There is a criticism which suggests that data may be presented “as is” in evaluations, without any discussion of their validity and how they were verified. Where data are used, we need to include a discussion of how observations were made or whether measurements were reliable.

The vast data sets provided by social media data have seductive potential but even the most sophisticated algorithms and machine learning processes seem to have problems with the irony and sarcasm embedded in many social media posts! Volume of interest in specific topics can be nuanced and mapped but their meaning may be lost.

[1] See for example

Views from the panel and the audience

Panellists agreed that this is where a nuanced consideration of data science, in particular machine learning and algorithmic methods, becomes important. They focused on effects in their different sites of evaluative work.

Interestingly they pointed to the promise of these analytical methods which depended, not just on the power of digital manipulation of large amounts of data, but also on perennial considerations. Jos Vaessen pointed to potential gains in efficiency (machine learning), validity (enhanced coding and thematic analysis potential) and scope (through the new affordances offered by advances in technologies) i.e. not just “well known but better” but more, “this is a paradigm shift”.

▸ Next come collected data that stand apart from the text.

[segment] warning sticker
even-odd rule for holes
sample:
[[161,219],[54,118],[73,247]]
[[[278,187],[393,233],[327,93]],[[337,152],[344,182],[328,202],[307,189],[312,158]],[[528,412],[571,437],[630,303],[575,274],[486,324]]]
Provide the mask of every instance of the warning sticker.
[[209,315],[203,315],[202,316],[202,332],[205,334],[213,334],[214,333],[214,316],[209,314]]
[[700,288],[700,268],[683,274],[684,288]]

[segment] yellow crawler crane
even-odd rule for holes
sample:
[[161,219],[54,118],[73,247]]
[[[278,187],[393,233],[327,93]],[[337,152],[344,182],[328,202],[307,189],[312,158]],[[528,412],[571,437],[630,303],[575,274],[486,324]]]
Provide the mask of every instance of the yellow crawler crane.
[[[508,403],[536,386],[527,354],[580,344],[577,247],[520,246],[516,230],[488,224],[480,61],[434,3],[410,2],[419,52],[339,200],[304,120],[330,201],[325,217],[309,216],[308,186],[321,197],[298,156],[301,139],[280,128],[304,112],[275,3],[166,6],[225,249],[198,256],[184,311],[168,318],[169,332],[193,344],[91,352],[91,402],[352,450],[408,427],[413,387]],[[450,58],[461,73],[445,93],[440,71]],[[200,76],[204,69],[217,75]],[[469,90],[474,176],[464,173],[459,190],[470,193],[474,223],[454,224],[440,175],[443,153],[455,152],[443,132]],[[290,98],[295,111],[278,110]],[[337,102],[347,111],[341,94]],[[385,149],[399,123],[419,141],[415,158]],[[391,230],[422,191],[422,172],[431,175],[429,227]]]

Of course, the new analytical muscle afforded by algorithms is enhanced by new data forms like remote technologies using satellite imagery and GPS for example. Mette Bastholm Jensen (XCEPT – Cross Border Conflict Evidence/Policy/Trends) outlined the dynamics of cross-border conflict in which time sequenced imagery over long periods can, for example, chart changes in people and wildlife movements. The use of these technologies is evident in the current Russian invasion of Ukraine, for example.

Noshua Watson (Interwoven) provided an interesting example of evaluative tension in which ESG (Environmental Social and Governance which constitute the three key factors when measuring the sustainability and ethical impact of an investment in a business or company) considerations, often attracting large scale data management and analytics to assess impact and effects might be missing the point associated with ‘sense making’ across diverse stakeholders.

Together with very large data come powerful responsibilities, to (mis)quote Spiderman. Data science tends to focus too much on statistical manipulations of big data and deriving conclusions from mathematical calculations without a forensic examination of the intersection between the instrument deriving the data and the data sources themselves (this interface often remains opaque or hidden but might yield quite flawed data).  Fundamentally, data needs to help us to make ‘sense’ of a situation, not confuse or obfuscate.

The ‘data revolution’ is also notable in the domain of policy evaluation. While many evaluation functions and evaluation professionals have yet to explore this new opportunity space, others have started their journey into questioning, managing and analyzing (big) data and other forms of data in the framework of evaluative analysis. The covid-19 pandemic, while restricting opportunities for empirical data collection in evaluation, has problematized to some extent the pace of innovation in evaluation, including the use of new data as well as the use of data science techniques to process and analyze ‘old and new’ data.

So, the panelists and wider participants were able to point to the evaluative potential of these newer forms of data and the technologies which produce them, but acknowledged that the emerging practices were patchy, not widespread and relied on quite high levels of expertise not widely available.

There are other caveats around ethical practice, consultation, contextual understanding associated with data analytics, machine learning and the wider use of algorithmic techniques which might form the basis of some principles of procedure associated with these emerging practices.  These are listed at the start of the blog.